Ministers are expected to announce next week the decision to hive off parts of the Education Bill and introduce key clauses immediately in the House of Lords.
This further setback to a Bill that was intended to be the centrepiece of the Government's programme appears to have been caused by the complexity and sheer length of the legislation.
University tuition fees have to be approved by next summer if the Government is to be able to charge students for the 1998 academic year.
Changes may also have to be made to the plans to set up three new categories of school which ministers had previously insisted were unalterable.
The legislation has now been split into two Bills, the shorter of which will be debated first in the Lords, while the revised Schools Bill is due to start in the Commons.
The churches have already wrung major concessions from ministers. The Bishops threatened to use their voting power in the Lords against the Government unless the relationship between dioceses and their schools was protected.
The first reading of the shorter Bill is provisionally down for Thursday in the Lords and it will cover the introduction of student fees, measures to improve training for heads and the creation of a General Teaching Council.
The new legislative timetable is for a Schools Bill that will begin slightly later in the Commons. While much of that Bill is concerned with measures to raise standards, clauses dealing with the future of grant-maintained schools are proving troublesome.
Ministers have been considering abandoning the grand plan to allow all schools to choose between becoming community, foundation or church schools.
The final draft may limit choice of status to the existing 1,160 grant-maintained schools, two-thirds of which are likely to opt for foundation status as it is likely to give them a degree of independence from local authorities.
The White Paper envisaged all schools being given the opportunity to become foundation, and proposed ballots where parents did not agree with the decisions taken by governing bodies.

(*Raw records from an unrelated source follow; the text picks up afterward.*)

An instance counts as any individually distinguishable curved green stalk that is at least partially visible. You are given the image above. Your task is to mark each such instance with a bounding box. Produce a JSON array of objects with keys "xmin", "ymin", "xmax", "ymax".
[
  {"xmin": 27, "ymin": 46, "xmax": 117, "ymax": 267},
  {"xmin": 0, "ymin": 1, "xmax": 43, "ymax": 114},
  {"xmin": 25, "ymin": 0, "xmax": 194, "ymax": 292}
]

The Government's problems have been compounded by the pressure on Parliamentary time. In addition, plans to introduce tuition fees are unpopular; tactically it may be easier to allow extended debates in the Lords. The other factor is that the Lords have time at the beginning of the session to consider legislation.

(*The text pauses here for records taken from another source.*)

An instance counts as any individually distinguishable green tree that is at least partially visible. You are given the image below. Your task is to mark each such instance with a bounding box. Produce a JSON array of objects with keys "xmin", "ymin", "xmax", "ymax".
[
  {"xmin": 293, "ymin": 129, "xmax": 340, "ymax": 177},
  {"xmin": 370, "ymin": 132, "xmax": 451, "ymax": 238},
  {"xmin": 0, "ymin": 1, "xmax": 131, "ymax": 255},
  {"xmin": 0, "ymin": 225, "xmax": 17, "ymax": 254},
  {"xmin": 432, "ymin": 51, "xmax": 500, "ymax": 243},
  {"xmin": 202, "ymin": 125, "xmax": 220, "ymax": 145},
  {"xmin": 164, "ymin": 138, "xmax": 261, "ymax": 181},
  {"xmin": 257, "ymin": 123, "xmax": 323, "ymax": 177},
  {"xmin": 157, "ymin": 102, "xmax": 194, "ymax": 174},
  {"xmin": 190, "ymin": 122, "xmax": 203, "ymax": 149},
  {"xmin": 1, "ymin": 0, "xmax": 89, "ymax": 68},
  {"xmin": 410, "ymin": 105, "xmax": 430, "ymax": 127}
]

For months, ministers have been attempting to dismiss opposition to their plans for changing school status by insisting that standards are more important than structures. However, chief education officers have been warning that involving schools in prolonged arguments about whether they become foundation or community will be time-consuming and distract from measures to raise standards.
School standards minister Stephen Byers insisted in a speech last month to the Association of Aided and Grant-maintained Schools that the Government was committed to three categories of school. Since then, he has agreed to changes requested by the churches.
Publication of the Bill was due this week, but the details of at least the Bill to be tabled in the Lords will be announced next week.
Concern over the length of the Education Bill surfaced last week and the problem of time was discussed by a Cabinet sub-committee.